How severe does this issue affect your experience of using Ray?

  • Medium: It contributes to significant difficulty to complete my task, but I can work around it.

Hello,

We are in the process of upgrading Ray to version 2.6. We are using Ray Tune in a K8s cluster.

We are facing issues when trying to run Ray Tune within a remote function.
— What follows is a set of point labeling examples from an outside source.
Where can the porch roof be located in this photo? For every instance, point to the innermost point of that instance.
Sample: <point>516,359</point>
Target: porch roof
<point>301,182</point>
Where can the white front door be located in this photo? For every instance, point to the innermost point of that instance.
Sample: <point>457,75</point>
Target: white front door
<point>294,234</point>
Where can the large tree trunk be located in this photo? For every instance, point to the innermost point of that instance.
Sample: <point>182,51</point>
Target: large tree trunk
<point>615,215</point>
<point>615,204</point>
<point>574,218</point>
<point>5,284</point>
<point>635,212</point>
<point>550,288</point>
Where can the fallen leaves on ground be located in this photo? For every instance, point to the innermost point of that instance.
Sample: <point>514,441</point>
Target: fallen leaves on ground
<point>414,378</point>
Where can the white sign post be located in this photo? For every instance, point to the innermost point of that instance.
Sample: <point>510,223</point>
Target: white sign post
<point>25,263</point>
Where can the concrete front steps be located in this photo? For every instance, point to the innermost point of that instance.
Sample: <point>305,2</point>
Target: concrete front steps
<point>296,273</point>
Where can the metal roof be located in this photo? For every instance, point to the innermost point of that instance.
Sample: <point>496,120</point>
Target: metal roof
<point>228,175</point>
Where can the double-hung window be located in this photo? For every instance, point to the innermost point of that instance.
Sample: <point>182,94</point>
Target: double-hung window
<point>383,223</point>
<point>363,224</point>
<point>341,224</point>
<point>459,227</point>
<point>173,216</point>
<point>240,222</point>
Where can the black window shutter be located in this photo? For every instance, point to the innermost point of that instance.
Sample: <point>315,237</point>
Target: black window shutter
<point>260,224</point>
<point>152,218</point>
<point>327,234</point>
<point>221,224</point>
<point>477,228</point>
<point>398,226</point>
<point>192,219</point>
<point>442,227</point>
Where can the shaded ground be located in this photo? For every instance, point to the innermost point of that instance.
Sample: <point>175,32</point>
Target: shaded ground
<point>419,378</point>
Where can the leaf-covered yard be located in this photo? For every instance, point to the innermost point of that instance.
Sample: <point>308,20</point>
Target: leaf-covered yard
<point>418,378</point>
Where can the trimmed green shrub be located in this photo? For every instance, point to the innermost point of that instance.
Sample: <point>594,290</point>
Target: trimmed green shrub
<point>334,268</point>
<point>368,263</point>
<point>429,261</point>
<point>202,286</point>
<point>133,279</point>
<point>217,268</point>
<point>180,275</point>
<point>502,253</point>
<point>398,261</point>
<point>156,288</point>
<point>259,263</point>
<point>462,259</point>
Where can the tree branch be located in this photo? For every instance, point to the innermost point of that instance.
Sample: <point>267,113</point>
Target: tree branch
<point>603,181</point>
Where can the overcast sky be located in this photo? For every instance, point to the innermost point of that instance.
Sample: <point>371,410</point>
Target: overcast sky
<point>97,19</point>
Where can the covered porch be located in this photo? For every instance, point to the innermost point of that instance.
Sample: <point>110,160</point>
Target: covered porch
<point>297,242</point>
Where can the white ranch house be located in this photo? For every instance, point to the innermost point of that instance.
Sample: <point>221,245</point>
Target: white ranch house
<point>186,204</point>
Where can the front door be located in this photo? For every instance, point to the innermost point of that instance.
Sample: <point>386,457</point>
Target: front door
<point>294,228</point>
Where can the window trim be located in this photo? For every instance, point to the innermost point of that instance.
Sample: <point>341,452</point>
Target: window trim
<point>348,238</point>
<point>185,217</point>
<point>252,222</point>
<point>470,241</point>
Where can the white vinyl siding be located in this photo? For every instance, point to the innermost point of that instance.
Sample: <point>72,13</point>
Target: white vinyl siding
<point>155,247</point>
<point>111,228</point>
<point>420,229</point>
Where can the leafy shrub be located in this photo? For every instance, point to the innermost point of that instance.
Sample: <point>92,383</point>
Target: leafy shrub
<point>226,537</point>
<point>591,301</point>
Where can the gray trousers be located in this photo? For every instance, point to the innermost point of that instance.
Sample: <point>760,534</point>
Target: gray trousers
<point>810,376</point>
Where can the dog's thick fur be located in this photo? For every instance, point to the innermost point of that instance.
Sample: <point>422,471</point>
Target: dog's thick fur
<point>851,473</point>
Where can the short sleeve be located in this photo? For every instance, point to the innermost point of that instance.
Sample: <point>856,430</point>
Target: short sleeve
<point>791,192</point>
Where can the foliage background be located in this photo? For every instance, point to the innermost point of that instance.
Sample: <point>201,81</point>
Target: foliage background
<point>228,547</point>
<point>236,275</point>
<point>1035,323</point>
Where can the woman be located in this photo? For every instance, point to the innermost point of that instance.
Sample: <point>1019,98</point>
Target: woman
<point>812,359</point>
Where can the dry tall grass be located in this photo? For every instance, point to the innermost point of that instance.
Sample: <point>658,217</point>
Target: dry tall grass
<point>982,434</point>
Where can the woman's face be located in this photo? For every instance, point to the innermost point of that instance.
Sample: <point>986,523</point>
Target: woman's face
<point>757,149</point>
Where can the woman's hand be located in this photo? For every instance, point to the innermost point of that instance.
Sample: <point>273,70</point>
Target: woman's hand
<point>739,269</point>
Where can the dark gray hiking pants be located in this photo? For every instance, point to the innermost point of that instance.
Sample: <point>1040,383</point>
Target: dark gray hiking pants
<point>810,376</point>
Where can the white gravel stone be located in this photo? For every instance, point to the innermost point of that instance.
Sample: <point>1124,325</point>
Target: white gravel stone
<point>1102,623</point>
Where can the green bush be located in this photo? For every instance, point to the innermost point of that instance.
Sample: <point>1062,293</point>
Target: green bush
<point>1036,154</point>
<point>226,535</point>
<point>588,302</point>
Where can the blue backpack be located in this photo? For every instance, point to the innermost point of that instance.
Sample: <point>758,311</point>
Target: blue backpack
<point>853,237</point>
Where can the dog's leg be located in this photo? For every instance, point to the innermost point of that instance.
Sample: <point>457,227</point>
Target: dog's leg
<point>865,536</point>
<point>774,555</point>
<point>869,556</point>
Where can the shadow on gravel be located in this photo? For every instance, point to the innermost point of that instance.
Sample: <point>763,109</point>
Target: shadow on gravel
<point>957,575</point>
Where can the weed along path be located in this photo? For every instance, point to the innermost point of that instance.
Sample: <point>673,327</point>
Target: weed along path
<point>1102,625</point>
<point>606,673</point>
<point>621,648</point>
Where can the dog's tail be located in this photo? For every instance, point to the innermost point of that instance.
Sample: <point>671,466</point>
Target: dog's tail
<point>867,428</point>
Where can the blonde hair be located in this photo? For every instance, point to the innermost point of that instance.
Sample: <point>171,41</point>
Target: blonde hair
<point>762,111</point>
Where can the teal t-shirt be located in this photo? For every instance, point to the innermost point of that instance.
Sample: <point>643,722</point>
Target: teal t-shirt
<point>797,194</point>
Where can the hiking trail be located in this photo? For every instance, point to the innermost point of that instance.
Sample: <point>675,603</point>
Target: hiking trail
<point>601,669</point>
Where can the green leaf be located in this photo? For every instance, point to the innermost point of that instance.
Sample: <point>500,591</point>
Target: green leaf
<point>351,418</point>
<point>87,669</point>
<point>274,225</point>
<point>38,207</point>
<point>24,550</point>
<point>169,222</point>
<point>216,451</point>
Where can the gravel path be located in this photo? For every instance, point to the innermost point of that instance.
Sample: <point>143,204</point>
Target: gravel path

When running the code below (minimal example taken from the tutorials), the HEAD node of the cluster sysmatically crash.

If we use a standard function instead of remote, then it is working fine (autoscaling, etc.).

It used to work with 2.2.

import time

import ray
from ray import tune
from ray.air import session


@ray.remote
def run():
    def evaluation_fn(step, width, height):
        time.sleep(0.1)
        return (0.1 + width * step / 100) ** (-1) + height * 0.1

    def easy_objective(config):
        width, height = config["width"], config["height"]

        for step in range(config["steps"]):
            intermediate_score = evaluation_fn(step, width, height)
            session.report(
                {"iterations": step, "mean_loss": intermediate_score}
            )

    tuner = tune.Tuner(
        easy_objective,
        tune_config=tune.TuneConfig(
            metric="mean_loss",
            mode="min",
            num_samples=50,
        ),
        param_space={
            "steps": 50,
            "width": tune.uniform(0, 20),
            "height": tune.uniform(-100, 100),
            "activation": tune.grid_search(["relu", "tanh"]),
        },
    )
    results = tuner.fit()
    return results.get_dataframe()


if __name__ == "__main__":
    ray.init("ray://test-kuberay-head-svc:10001")
    res = ray.get(run.remote())

Hi @Cedric, do you have any logs from the failure? You’re seeing that the head node crashes and shuts down?

Have you also tried submitting the training task as a Ray Job?